# Another big one



## Bodupp (Oct 3, 2007)

Codwrinkle got permission from his old boss for us to fish Bossman's Pond where I caught a 7 lb. and 9 lb. bass back in June. Those bass hit a Zara Spook in the middle of a sunny day. Since then, I've been going on and on about how we could really slay them if we had a nice, overcast, drizzly day.

Today we had a nice, overcast, drizzly day and I threw the Spook until I puked. Nada, squat, zip, zero, nothing.

Plan B was a Zoom worm rigged whacky-style. After half a dozen dinks, ol' fatass grabbed the worm and I managed to land her in spite of the tiny hook I was using (#1 Owner mosquito hook).

Cod guessed her at 7 1/4 pounds. I guessed between 7 1/2 and 8 pounds. Digital scales said 7 lbs 2 ounces.

I liked it better when I could just hang any old number I want on them.


----------



## Realtor (Oct 1, 2007)

NICE Bass!


----------



## JoeyWelch (Sep 25, 2009)

That’s crazy.
Congratulations


----------



## lees way2 (Oct 7, 2007)

Thats a good one and thanks for getting ole cod out of the house. Any day out side is a great day.


----------



## Murphy's Law (Sep 27, 2007)

Damn nice catch !!

Sent from my SM-G950U using Tapatalk


----------



## Jason (Oct 2, 2007)

Dang right fellas!!! Y'all did great!


----------



## Bodupp (Oct 3, 2007)

lees way2 said:


> Thats a good one and thanks for getting ole cod out of the house. Any day out side is a great day.

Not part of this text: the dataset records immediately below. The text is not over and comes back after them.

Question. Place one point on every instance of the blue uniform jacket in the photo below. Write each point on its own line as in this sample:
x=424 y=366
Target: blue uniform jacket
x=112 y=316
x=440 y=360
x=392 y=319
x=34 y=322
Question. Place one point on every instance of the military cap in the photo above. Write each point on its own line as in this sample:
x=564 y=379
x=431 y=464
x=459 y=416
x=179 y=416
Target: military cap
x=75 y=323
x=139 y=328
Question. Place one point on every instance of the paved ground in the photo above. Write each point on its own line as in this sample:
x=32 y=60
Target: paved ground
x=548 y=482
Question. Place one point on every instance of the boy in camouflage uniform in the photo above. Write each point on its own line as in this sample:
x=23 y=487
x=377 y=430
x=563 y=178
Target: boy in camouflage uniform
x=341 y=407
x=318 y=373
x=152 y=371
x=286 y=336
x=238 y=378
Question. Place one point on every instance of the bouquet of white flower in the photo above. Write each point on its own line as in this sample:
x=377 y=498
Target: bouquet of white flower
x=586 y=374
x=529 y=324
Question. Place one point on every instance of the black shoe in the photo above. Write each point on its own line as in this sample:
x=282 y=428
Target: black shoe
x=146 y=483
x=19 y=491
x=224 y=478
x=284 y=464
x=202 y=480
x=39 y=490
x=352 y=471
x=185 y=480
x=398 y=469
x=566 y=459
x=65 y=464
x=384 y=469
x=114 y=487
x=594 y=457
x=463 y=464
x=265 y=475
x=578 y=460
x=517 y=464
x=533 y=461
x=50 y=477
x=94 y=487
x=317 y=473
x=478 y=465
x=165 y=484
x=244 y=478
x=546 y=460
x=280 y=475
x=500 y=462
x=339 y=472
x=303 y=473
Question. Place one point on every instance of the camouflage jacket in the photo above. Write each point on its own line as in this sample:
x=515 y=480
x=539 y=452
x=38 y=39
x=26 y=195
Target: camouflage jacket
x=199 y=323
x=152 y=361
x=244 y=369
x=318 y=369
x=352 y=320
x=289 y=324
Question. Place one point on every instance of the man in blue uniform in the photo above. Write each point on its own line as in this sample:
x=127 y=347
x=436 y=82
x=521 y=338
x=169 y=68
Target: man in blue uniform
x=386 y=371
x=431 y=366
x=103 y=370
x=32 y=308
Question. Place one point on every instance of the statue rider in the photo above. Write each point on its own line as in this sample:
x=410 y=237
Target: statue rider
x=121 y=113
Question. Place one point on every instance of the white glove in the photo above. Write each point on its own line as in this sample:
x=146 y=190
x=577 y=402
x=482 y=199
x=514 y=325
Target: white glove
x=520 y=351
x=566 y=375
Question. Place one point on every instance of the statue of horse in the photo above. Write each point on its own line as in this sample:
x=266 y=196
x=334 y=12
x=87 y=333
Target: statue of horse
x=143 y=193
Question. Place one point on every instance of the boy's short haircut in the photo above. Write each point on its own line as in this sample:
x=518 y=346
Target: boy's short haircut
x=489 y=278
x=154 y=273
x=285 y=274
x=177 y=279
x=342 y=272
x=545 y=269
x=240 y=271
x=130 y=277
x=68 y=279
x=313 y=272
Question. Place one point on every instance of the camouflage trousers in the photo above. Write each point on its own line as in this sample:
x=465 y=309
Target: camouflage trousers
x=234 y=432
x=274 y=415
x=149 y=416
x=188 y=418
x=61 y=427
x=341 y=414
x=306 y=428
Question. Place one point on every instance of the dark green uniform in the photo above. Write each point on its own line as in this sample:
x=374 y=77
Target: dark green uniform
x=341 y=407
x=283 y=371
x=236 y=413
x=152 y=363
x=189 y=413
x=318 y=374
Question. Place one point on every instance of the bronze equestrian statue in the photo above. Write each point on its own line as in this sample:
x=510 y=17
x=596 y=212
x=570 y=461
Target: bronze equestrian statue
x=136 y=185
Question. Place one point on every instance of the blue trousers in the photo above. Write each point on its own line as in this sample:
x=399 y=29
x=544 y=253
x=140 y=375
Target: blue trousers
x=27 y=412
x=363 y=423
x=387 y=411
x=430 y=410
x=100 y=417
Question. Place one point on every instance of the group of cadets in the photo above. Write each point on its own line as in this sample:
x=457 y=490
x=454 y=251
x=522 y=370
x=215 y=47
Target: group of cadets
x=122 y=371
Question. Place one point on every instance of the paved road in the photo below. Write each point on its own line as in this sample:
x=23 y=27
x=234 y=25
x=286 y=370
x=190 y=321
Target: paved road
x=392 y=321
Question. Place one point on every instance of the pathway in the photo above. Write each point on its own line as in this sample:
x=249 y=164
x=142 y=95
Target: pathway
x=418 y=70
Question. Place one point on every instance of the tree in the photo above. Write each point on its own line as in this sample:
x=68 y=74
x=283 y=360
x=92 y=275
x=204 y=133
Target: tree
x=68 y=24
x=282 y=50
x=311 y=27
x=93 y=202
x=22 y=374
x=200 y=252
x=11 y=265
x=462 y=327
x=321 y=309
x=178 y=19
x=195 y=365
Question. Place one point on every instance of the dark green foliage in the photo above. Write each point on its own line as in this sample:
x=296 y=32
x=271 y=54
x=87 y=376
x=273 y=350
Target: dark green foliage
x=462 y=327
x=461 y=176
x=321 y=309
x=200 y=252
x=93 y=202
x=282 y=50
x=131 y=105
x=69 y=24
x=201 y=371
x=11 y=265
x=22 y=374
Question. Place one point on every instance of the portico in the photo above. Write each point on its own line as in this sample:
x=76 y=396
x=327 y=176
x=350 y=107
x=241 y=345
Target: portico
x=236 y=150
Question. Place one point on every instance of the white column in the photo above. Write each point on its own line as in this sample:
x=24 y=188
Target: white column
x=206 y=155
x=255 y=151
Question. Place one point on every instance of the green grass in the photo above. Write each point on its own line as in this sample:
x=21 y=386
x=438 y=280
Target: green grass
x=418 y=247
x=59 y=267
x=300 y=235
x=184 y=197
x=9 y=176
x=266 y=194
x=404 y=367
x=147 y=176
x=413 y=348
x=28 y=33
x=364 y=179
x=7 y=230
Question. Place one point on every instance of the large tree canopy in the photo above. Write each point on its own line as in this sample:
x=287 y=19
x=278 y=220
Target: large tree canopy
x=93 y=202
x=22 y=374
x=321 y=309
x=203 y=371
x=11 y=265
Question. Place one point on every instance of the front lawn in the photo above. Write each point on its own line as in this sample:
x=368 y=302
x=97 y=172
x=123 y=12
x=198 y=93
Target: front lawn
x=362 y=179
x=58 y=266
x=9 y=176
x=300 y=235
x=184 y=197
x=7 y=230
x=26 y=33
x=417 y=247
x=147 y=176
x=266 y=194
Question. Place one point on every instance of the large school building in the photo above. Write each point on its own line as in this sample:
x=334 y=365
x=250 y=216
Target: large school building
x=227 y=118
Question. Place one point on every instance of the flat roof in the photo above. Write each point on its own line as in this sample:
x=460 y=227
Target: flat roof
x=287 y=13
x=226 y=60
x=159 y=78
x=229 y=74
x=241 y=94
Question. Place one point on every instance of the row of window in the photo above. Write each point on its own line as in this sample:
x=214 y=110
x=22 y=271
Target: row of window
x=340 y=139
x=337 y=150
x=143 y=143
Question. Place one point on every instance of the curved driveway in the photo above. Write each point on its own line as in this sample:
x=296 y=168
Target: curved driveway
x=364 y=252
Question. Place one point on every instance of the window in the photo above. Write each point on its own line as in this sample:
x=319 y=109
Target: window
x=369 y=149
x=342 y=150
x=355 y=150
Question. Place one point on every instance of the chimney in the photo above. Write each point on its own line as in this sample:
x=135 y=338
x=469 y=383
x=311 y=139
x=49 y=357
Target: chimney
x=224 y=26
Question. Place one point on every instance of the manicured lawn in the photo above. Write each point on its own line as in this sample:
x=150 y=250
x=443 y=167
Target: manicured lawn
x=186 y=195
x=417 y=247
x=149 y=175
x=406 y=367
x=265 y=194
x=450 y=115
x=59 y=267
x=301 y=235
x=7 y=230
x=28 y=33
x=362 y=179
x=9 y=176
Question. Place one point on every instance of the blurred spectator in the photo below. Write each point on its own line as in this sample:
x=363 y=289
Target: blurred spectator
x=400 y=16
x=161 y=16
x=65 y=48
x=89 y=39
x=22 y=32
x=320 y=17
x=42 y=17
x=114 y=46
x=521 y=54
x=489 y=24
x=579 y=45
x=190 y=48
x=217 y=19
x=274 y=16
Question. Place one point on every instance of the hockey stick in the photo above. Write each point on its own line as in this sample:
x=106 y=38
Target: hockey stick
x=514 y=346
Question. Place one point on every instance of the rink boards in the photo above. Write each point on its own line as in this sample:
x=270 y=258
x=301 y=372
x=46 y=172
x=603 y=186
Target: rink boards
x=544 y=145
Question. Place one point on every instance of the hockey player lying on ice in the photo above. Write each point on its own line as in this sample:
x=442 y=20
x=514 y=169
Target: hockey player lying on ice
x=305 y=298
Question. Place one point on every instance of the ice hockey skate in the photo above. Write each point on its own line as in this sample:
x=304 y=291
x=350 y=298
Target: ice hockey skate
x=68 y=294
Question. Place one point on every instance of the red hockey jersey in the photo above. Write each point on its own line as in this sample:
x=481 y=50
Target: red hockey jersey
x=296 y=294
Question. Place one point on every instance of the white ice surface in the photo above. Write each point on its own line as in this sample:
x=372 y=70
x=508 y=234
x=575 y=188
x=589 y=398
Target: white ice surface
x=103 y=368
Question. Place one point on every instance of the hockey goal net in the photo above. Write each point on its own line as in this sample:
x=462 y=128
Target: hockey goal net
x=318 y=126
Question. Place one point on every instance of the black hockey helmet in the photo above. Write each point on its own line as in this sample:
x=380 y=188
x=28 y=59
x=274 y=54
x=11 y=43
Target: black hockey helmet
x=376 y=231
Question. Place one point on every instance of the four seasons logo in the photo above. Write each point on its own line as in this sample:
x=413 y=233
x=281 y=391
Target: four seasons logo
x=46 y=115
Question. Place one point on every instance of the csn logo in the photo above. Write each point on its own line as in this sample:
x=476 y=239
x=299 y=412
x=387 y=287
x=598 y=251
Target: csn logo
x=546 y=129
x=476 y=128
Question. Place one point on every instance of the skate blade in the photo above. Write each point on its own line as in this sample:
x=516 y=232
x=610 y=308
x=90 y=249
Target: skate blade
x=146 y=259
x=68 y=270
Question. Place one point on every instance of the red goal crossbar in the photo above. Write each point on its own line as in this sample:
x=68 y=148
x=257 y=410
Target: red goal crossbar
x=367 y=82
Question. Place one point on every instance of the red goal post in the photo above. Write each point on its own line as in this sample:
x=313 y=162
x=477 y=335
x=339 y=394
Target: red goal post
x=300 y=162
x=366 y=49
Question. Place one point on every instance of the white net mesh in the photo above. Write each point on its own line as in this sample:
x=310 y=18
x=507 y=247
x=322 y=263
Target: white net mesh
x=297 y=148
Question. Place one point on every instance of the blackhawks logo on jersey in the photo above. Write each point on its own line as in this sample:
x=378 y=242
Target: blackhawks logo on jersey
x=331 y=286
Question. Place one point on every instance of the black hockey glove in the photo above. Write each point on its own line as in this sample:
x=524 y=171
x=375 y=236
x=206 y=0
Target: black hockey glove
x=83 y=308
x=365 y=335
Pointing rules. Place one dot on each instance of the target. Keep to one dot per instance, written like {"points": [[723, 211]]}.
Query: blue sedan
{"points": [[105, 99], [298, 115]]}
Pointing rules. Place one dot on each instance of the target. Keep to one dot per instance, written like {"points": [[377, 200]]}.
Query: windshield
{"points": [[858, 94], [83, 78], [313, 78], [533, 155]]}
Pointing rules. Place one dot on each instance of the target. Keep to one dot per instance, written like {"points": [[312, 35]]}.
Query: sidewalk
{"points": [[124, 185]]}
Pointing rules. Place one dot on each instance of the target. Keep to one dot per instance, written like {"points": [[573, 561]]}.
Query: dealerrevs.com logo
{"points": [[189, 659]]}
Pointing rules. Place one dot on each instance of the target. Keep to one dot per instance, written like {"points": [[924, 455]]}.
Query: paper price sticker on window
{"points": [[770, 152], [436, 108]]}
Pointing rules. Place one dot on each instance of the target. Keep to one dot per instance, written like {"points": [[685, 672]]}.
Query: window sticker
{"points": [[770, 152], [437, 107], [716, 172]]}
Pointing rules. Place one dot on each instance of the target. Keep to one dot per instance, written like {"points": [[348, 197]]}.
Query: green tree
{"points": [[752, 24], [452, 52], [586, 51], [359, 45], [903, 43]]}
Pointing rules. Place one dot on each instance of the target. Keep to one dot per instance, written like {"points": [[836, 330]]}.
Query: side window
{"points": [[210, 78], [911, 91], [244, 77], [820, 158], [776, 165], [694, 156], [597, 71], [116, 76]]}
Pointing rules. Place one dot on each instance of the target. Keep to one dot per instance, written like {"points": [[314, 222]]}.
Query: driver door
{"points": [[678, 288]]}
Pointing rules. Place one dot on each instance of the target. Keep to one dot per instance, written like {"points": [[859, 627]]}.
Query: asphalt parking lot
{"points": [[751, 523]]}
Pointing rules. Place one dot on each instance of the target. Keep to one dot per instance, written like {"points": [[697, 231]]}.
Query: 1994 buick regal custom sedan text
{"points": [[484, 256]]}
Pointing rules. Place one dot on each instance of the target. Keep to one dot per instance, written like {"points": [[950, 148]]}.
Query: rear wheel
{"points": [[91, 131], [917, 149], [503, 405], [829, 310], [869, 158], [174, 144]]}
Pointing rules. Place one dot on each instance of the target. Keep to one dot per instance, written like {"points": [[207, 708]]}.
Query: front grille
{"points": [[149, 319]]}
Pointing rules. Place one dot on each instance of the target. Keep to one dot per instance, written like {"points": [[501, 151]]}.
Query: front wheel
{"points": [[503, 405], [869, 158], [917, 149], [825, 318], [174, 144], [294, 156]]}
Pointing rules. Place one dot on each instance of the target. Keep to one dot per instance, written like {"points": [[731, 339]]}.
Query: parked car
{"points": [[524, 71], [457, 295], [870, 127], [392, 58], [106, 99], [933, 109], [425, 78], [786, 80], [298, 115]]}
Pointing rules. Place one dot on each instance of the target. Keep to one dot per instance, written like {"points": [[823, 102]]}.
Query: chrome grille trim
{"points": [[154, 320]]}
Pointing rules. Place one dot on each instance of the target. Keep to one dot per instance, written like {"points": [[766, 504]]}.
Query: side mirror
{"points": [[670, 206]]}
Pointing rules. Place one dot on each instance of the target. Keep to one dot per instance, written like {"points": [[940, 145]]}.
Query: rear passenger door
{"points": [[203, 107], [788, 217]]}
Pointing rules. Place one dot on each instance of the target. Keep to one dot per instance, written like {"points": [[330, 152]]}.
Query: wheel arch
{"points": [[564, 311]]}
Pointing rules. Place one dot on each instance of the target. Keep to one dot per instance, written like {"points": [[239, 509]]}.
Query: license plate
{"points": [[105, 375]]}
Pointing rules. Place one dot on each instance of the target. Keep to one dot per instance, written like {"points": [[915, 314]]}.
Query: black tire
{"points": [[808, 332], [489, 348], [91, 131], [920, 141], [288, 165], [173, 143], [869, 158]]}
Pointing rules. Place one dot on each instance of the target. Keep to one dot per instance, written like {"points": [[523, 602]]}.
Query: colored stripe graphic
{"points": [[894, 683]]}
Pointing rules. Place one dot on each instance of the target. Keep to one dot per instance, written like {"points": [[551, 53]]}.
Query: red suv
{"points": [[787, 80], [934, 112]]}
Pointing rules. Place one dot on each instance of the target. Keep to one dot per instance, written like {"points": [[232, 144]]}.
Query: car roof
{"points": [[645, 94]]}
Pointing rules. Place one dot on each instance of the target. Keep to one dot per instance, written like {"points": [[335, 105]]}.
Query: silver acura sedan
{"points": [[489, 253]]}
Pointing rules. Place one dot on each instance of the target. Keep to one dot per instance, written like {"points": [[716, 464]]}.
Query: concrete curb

Cod is slowing waaaay down. Original plan was to take his jonboat, but he decided we would bank fish from his golf cart. I drove the cart, and he only got out of the cart one time to pee.(Took a total of ONE STEP) He never cast one time. Said he enjoyed watching me almost as much as doing it himself.

What he did do was blast turtles with his .17 Super! Old boy can still shoot!
He blasted one off a log and sent it flying. Happiest I've seen him in a while. I would feel a bass going tap tap, and Cod would holler, "FIRE IN THE HOLE!" and blast another one.


----------



## Dmoney (Feb 19, 2017)

You guys are a"riot". I woulda' give 'im 8, easy. Love your post! Glad to hear 'Ol Cod is slowing down, having not heard much from him lately I was imagining worse . 😂


----------



## FishWalton (Jul 22, 2010)

Great photo of a great fish. Nice cool morning down here today with broken clouds. No rain until the afternoon.


----------